The government is now targeting 24 gigawatts of nuclear power by 2050, which it says will represent about a quarter of the country’s projected electricity demand. The technique can make up to eight reactors.
In addition to nuclear, the plans include up to 50 gigawatts of offshore air and 10 gigawatts of “low carbon” hydrogen power, at least half of which will be the so-called green hydrogen, by 2030. The government also said that solar power could be set. Five-fold increase by 2035, up from 14 gigawatts today.
When it comes to coastal winds – a divisive issue for Prime Minister Boris Johnson’s Conservative Party – the government said it would “consult on developing partnerships with a limited number of supportive communities who want to host new coastal wind infrastructure in exchange for guaranteed low energy bills.”
However, in a move that has sparked outrage among environmentalists, the government has said its strategy will “support domestic oil and gas production in the near term”, including a licensing round of new oil and gas projects in the North Sea. For this fall launch. The government has claimed that its strategy could result in 95% of Great Britain’s electricity being “low carbon” by 2030.
“The simple fact is that the more we produce cheaper, cleaner energy within our borders, the less we will focus on the price of fossil fuels that we cannot control in the world market,” said Quasi-Quarteng, the country’s trade and energy secretary. , Said.
“Cheap renewable and new nuclear scales, while maximizing North Sea production, are the best and only way to ensure our energy independence in the years to come.”
The revelation comes at a time when Russia’s invasion of Ukraine has raised concerns about energy security. Russia is a major supplier of oil and gas, and its actions in Ukraine have led to attempts to reduce its dependence on several economies.
In response to the attack, the United Kingdom said it would “gradually phase out Russian oil imports” – which would meet 8% of its total oil demand – by the end of this year. Russian natural gas, the government says, has made up “less than 4%” of its supply, adding that ministers are “exploring options to reduce it further.”
Business Secretary Quarteng was enthusiastic about the strategy and its possibilities, the plan was annoyed by some quarters.
“It fails as a strategy, because it doesn’t do the most obvious things that will reduce energy demand and protect families from rising prices,” said Danny Gross, an energy advocate for Friends of the Earth.

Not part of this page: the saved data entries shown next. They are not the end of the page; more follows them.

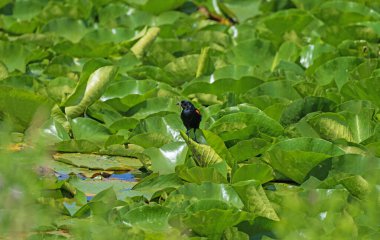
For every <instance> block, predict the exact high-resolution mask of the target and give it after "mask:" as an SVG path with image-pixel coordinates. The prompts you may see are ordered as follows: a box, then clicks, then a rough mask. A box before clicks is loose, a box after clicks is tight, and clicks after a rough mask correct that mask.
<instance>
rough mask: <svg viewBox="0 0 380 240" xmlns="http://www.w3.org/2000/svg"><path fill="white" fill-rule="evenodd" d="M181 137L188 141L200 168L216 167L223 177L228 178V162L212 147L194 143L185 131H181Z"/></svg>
mask: <svg viewBox="0 0 380 240" xmlns="http://www.w3.org/2000/svg"><path fill="white" fill-rule="evenodd" d="M181 136H182V138H183V139H184V140H185V141H186V144H187V145H188V147H189V149H190V151H191V153H192V154H193V158H194V160H195V162H196V163H197V164H198V166H201V167H215V168H216V169H217V170H218V171H219V172H220V173H221V174H222V176H225V177H226V176H227V167H228V165H227V162H226V161H225V160H223V159H222V158H221V157H220V156H219V155H218V153H217V152H216V151H215V150H214V149H213V148H212V147H211V146H208V145H204V144H199V143H197V142H195V141H193V140H192V139H191V138H190V137H189V136H187V135H186V134H185V133H184V132H183V131H181Z"/></svg>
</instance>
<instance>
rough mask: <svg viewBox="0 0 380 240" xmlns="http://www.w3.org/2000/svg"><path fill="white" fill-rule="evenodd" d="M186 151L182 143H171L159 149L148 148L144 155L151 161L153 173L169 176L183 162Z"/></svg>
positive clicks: (186, 154) (153, 148) (183, 142)
mask: <svg viewBox="0 0 380 240" xmlns="http://www.w3.org/2000/svg"><path fill="white" fill-rule="evenodd" d="M187 150H188V148H187V145H186V144H185V143H184V142H172V143H168V144H165V145H163V146H162V147H161V148H148V149H146V150H145V151H144V153H145V154H146V155H148V156H149V157H150V159H151V162H152V170H153V172H158V173H159V174H169V173H174V172H175V168H176V166H178V165H181V164H183V163H184V162H185V159H186V156H187Z"/></svg>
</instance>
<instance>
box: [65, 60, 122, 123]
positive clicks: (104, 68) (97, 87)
mask: <svg viewBox="0 0 380 240" xmlns="http://www.w3.org/2000/svg"><path fill="white" fill-rule="evenodd" d="M116 72H117V68H116V67H114V66H105V67H101V68H99V69H97V70H96V71H95V72H93V73H92V74H91V75H90V76H89V78H88V81H87V86H86V89H85V91H84V95H83V98H82V99H81V101H80V102H79V104H78V105H76V106H69V107H66V108H65V112H66V114H67V115H68V116H69V117H71V118H74V117H78V116H80V115H81V114H82V113H83V112H84V111H85V110H86V108H88V107H89V106H90V105H91V104H93V103H94V102H95V101H96V100H97V99H99V98H100V96H101V95H102V94H103V92H104V91H105V89H106V87H107V85H108V83H109V82H110V81H112V79H113V78H114V77H115V75H116ZM78 86H79V85H78ZM77 89H79V88H77Z"/></svg>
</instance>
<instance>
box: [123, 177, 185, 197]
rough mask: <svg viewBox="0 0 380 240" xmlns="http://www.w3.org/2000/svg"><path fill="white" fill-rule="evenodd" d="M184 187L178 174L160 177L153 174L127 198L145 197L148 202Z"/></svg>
mask: <svg viewBox="0 0 380 240" xmlns="http://www.w3.org/2000/svg"><path fill="white" fill-rule="evenodd" d="M180 186H182V180H181V179H180V178H179V177H178V176H177V175H176V174H174V173H173V174H166V175H158V174H157V173H152V174H150V175H149V176H148V177H145V178H144V179H143V180H141V181H140V182H139V183H138V184H136V185H135V186H134V187H133V189H132V190H131V191H130V192H128V193H126V196H131V197H132V196H143V197H145V198H146V199H148V200H151V199H154V198H156V197H159V196H161V195H162V194H167V193H170V192H172V191H173V190H175V189H177V188H179V187H180Z"/></svg>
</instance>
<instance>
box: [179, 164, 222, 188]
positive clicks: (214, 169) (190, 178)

“Deepening the UK’s renewable reserves is the surest way to meet our energy needs – not the foolish gold of fossil fuels.”
While the acceleration of offshore wind development is “welcome,” Gross said ministers need to “go further and make the most of the UK’s vast coastal wind resources.”
Meanwhile, Lisa Fisher, program leader of the Climate Change Think Tank E3G, argued that the future of the North Sea lies in renewable energy rather than oil and gas.
“A push for offshore winds is welcome, but taking oil and gas at the same time as an affordable and clean energy will act as a pull on the UK’s leap towards the future,” he said.
‘Moral and economic insanity’
The British Energy Security Strategy is being published in the same week that the Intergovernmental Panel on Climate Change released its latest report.
“Limiting global warming will require major changes in the energy sector,” the IPCC said in a press release. “This will significantly reduce the use of fossil fuels, massive electrification, improved energy efficiency and the use of alternative fuels (such as hydrogen).”
Commenting on the report, UN Secretary General Antonio Guterres did not take any action. “Climate activists are sometimes portrayed as dangerous radicals,” he said. “But the real dangerous radicals are the countries that are increasing the production of fossil fuels.”
In March, the International Energy Agency reported that energy-related carbon dioxide emissions in 2021 had reached their highest level in history. Global energy-related global CO2 emissions rose 6% to a record 36.3 billion metric tons in IEA 2021.
The same month Guterres warned that the planet had emerged from “last year’s COP26 summit in Glasgow” with “an innocent optimism” and was “sleeping on the brink of climate catastrophe”.